Babies photobomb their father's BBC World interview 

This weekend, a rare, hilarious and heart-warming little family incident was caught live on the BBC World News and broadcast to the world.

Two little babies were caught intruding into their daddy's home office during a serious BBC interview being broadcast worldwide to an audience of millions.

The baby photobombing incident immediately became an online sensation with the babies quickly achieving global rock star status. 

The innocent little intrusion rapidly spiraled into a global online debate over racial and gender stereotypes.


Dr. Robert E. Kelly, associate professor of international relations at Pusan National University in Korea, was in the middle of providing expert commentary on Korean politics during a live Skype interview on BBC World News.

The subject of the interview was the developing situation in South Korea after the impeachment of Korean President Park Geun-hye who was forced out of office by a corruption scandal, and whether relations with North Korea would change (read his opinions on the subject here).

Suddenly, the professor's daughter opens the door, marches into the office swinging her arms without a care in the world.

Baby daughter of professor wanders into his home office during his live interview on BBC World.

The little girl then stands next to her father and stares intently into the camera.

Her father keeps his cool and reaches back, motioning her to step away from the camera.

Just then, all of a sudden, her little baby brother rolls through the open office door in his baby walker to join in the fun.

Understanding that her father is not to be disturbed, the little girl sits down and pulls out a popsicle to eat.

She steals the show from her father the professor who is deeply immersed in his very serious interview.  

Baby son in baby walker comes barreling through the open door as his daughter eats her popsicle.

The plot then thickens as a woman sprints through the door in a panic ducking so she can't be seen.

Suddenly, the little girl with her popsicle is yanked off her seat and pulled away towards the door.

The mystery woman manages with some difficulty to pull both the little girl and her brother out of the room, gently closing the door behind her. 

Mystery woman sprints through the door in a panic.


The intrusion of the professor's babies on his interview and their extrication from the office by a mystery woman was arguably more interesting for most people than the interview itself.

At the time of writing the YouTube video has been viewed almost 11 million times.

Netizens immediately commented on the video.

People who work at home in a home office and are accustomed to such interruptions by their chldren naturally sympathised.

The mystery woman was later identified as Kelly's wife Kim Jung-a (see family photo below).

Family photo of the family (Source: YouTube screenshot)

But before she was identified as the professor's wife, many on social media assumed she was a nanny looking after the children based on the way she acted

Some assumed she was a nanny hired to look after the children based on her panic and the speed at which she removed the children from the room, as if she was concerned for her job. 

They made comments such as:

"The ninja nanny just hid the kids" and...

"The dad doesn't give the kids a second look while the nanny takes them away"

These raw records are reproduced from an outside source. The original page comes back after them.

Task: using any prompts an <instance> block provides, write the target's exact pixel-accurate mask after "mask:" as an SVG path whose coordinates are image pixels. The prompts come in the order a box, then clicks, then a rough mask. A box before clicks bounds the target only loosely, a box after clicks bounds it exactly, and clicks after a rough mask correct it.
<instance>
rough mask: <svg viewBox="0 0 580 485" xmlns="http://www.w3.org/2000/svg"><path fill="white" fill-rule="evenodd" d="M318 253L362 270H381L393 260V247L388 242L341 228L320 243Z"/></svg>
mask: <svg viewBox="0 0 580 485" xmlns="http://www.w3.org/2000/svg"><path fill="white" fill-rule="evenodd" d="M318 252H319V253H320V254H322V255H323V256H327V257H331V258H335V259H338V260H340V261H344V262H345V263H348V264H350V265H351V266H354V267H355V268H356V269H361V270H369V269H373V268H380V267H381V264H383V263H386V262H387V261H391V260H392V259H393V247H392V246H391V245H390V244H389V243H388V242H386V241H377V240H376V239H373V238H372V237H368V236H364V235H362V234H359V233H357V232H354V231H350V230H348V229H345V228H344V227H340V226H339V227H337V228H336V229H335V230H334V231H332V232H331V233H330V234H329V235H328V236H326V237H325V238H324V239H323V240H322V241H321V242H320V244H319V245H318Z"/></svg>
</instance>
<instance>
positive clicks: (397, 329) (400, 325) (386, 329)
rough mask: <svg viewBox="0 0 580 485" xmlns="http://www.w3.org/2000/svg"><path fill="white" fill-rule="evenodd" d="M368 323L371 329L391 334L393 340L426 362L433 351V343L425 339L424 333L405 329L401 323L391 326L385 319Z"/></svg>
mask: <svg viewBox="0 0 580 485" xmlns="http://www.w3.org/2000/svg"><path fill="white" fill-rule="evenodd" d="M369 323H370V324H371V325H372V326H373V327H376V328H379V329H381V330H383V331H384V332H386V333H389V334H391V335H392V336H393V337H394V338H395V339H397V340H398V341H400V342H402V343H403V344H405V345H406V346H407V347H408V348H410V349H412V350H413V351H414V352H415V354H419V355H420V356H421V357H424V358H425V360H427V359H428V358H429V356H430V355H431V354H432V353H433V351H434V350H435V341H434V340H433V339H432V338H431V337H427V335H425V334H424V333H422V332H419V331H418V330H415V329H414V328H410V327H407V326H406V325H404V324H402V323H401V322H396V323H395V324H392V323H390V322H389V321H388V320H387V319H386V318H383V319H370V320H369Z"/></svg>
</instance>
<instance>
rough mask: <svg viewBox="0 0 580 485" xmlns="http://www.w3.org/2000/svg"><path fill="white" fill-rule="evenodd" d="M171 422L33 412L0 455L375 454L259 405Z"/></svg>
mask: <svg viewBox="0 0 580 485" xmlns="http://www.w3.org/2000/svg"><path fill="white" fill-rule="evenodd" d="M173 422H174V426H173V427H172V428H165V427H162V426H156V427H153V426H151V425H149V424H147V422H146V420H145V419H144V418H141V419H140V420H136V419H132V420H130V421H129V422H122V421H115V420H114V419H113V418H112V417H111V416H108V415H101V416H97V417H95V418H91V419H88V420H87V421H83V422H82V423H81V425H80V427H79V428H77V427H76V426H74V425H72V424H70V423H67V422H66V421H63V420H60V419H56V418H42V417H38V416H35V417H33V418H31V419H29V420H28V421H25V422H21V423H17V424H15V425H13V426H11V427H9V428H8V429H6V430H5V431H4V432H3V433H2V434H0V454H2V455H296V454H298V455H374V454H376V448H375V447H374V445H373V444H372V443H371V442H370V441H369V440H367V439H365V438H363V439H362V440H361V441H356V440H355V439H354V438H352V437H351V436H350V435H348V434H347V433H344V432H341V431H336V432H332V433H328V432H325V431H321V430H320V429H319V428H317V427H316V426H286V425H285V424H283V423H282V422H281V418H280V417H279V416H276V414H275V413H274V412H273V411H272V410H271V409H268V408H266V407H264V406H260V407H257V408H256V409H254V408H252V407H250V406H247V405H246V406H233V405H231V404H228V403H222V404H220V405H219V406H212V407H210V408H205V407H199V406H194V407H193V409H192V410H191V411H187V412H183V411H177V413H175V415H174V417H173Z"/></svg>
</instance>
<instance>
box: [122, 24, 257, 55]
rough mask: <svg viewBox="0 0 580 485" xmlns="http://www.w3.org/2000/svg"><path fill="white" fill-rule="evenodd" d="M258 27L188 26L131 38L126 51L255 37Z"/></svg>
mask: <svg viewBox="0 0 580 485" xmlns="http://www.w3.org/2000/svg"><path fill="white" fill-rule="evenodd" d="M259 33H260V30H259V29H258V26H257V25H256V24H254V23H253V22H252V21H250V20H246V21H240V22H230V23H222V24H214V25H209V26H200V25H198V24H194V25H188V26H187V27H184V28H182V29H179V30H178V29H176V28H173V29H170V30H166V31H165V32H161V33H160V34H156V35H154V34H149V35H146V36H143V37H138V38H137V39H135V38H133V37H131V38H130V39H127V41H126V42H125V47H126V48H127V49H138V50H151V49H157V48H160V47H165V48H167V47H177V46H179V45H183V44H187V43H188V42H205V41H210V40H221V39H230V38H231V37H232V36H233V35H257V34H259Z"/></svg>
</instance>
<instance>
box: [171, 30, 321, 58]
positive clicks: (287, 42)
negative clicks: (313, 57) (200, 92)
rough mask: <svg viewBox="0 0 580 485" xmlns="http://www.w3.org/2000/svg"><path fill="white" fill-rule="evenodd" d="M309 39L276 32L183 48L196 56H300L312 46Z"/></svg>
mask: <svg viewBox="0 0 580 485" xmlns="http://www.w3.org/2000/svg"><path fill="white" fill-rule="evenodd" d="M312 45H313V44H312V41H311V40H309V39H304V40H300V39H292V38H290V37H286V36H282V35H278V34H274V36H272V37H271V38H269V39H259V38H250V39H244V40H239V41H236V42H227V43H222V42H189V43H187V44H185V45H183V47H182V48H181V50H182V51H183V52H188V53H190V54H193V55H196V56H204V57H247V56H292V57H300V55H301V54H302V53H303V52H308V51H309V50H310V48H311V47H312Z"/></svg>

Others thought she behaved as a mother would, anxious about her husband's interview. The baby daughter also said "mother" in Korean during the interview, so most Koreans would have known she was the childrens' mother.

Other netizens immediately jumped on the first group of netizens and criticised their "nanny" assumption as a racial stereotype about the role played by Asian women in the home.

Whether that criticism is fair or not is open to debate but it does, at least, give us netizens an opportunity to reflect on our implicit assumptions and possible biases and prejudices.